Three days after “I Don’t Fuck With You” appeared, Big Sean’s The 4 Song EP was released for free. Its cover depicts a psychotropic electric storm draped in purple cloud cover. Gone were the prototypical rap visualizations: the hungry kid, the cool guy, the penitent star. This is a new Big Sean. The 4 Song isn’t exactly a breakthrough, but it’s a break of some kind — tempestuous and unusually explosive. This is a rapper who has said that LL Cool J’s butter-soft Mr. Smith is the first Def Jam album he can remember buying, and so until this point he has proceeded as a more privileged mid-’90s LL Cool J. Now he seems more like his mentor, Kanye — preening and flailing and unleashing emotional insecurity. I like The 4 Song. It’s a version of commercial rap that I want. I never expected it from this person.
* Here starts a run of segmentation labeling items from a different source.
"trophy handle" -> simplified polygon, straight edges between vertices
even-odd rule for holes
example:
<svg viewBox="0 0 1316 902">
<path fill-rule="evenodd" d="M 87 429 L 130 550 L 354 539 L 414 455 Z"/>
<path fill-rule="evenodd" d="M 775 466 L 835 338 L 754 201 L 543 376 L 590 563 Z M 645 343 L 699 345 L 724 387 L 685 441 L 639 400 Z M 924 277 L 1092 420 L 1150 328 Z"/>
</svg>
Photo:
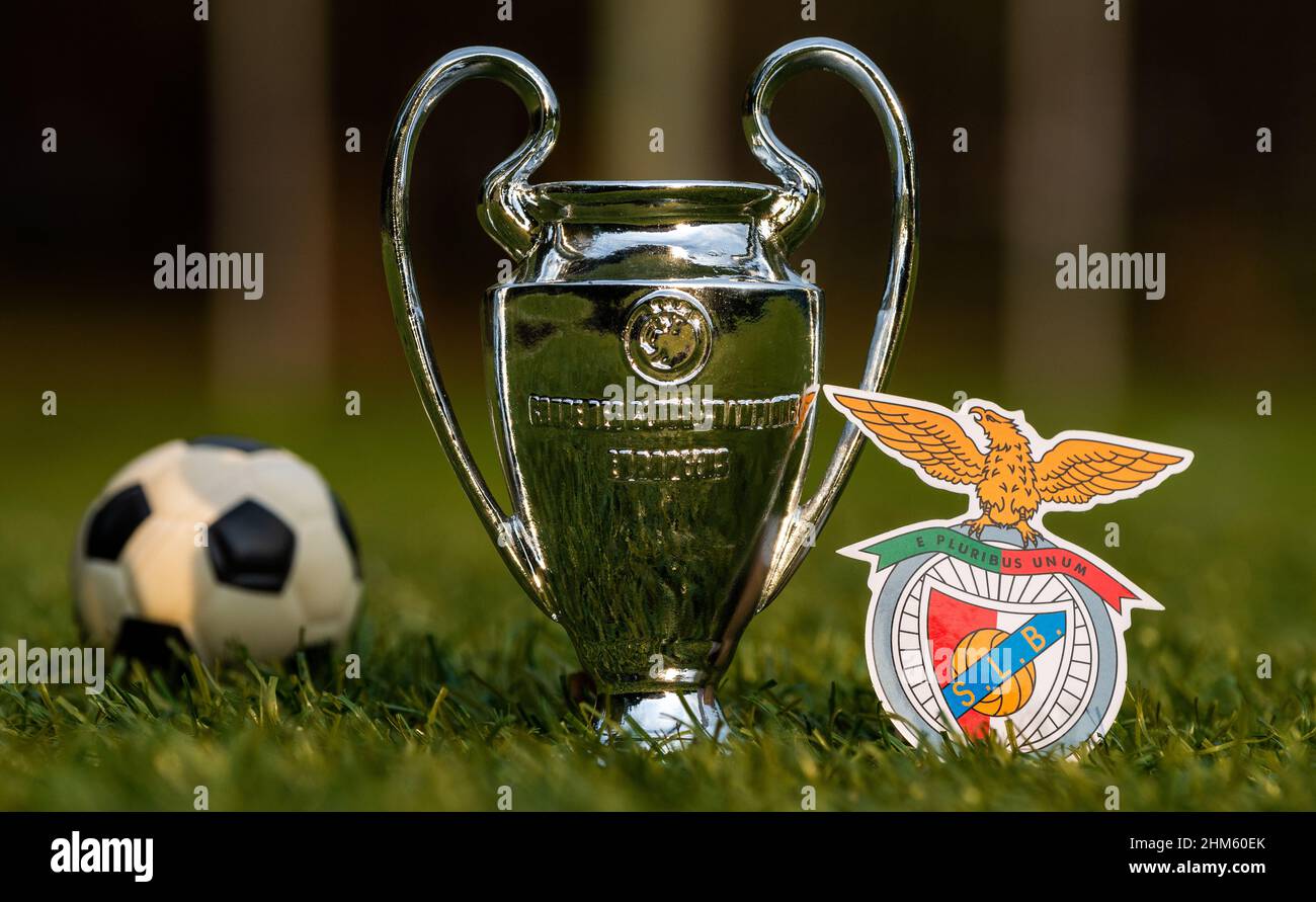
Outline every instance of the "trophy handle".
<svg viewBox="0 0 1316 902">
<path fill-rule="evenodd" d="M 384 275 L 393 303 L 393 320 L 403 340 L 407 363 L 425 412 L 434 427 L 447 460 L 453 465 L 467 498 L 497 544 L 508 569 L 549 616 L 551 600 L 537 577 L 542 570 L 538 546 L 524 528 L 520 515 L 508 517 L 488 490 L 475 460 L 471 457 L 461 427 L 453 413 L 434 350 L 425 331 L 425 313 L 416 290 L 408 237 L 411 201 L 411 166 L 416 141 L 434 103 L 454 86 L 470 78 L 492 78 L 511 87 L 525 103 L 530 115 L 530 132 L 516 153 L 504 159 L 484 182 L 479 207 L 480 223 L 503 248 L 517 259 L 525 257 L 536 241 L 537 225 L 529 216 L 528 178 L 549 155 L 558 136 L 558 100 L 542 72 L 520 54 L 497 47 L 463 47 L 445 55 L 416 82 L 397 115 L 388 142 L 384 170 L 384 192 L 380 209 Z M 515 511 L 521 510 L 513 492 Z"/>
<path fill-rule="evenodd" d="M 750 78 L 744 125 L 750 150 L 786 187 L 783 200 L 770 211 L 767 225 L 787 252 L 804 240 L 822 215 L 822 183 L 808 163 L 778 140 L 767 115 L 782 84 L 795 74 L 813 68 L 840 75 L 863 95 L 882 122 L 887 157 L 891 161 L 895 195 L 891 213 L 891 265 L 869 345 L 869 359 L 859 382 L 859 388 L 878 391 L 896 356 L 919 267 L 919 180 L 913 163 L 913 138 L 904 109 L 882 70 L 849 43 L 805 38 L 787 43 L 769 55 Z M 808 415 L 812 416 L 813 411 Z M 767 607 L 808 554 L 813 539 L 850 478 L 862 448 L 862 433 L 846 421 L 815 495 L 797 503 L 803 479 L 796 482 L 792 499 L 796 503 L 772 549 L 758 610 Z"/>
</svg>

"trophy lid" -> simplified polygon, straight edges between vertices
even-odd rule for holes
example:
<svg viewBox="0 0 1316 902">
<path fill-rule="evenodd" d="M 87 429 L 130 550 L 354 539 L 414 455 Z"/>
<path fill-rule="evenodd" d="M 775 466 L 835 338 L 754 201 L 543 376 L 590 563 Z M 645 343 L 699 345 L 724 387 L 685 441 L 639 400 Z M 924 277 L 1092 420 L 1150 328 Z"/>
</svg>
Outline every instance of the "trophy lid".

Why do we hate the things that we hate?5 These things that we associate with our taste and our identity, they sometimes seem like all we have. Point of view is power, and applying it to the wrong thing can make someone sound crazy or like a troll, or in search of an idea that isn’t quite there. Big Sean is not a fundamentally valuable artist, but it’s OK to like what triggers viscerally. In the past, Big Sean was a trigger for so much of what’s wrong — rank masculinity, corniness, misapplied talent — and maybe not much has changed. But it sounds different to me now.
There is momentum behind this moment — Big Sean made the radio station rounds last week, lazily freestyling, gossiping, and promoting. He’s dodging implications that Naya Rivera is the target of his ire. (Actual quote from this interview: “I don’t fuck with lobster.”) Already, he risks frittering away this transgressive moment with play-nice politics. I hope he averts, and continues to unravel. Anything less would be uncivilized.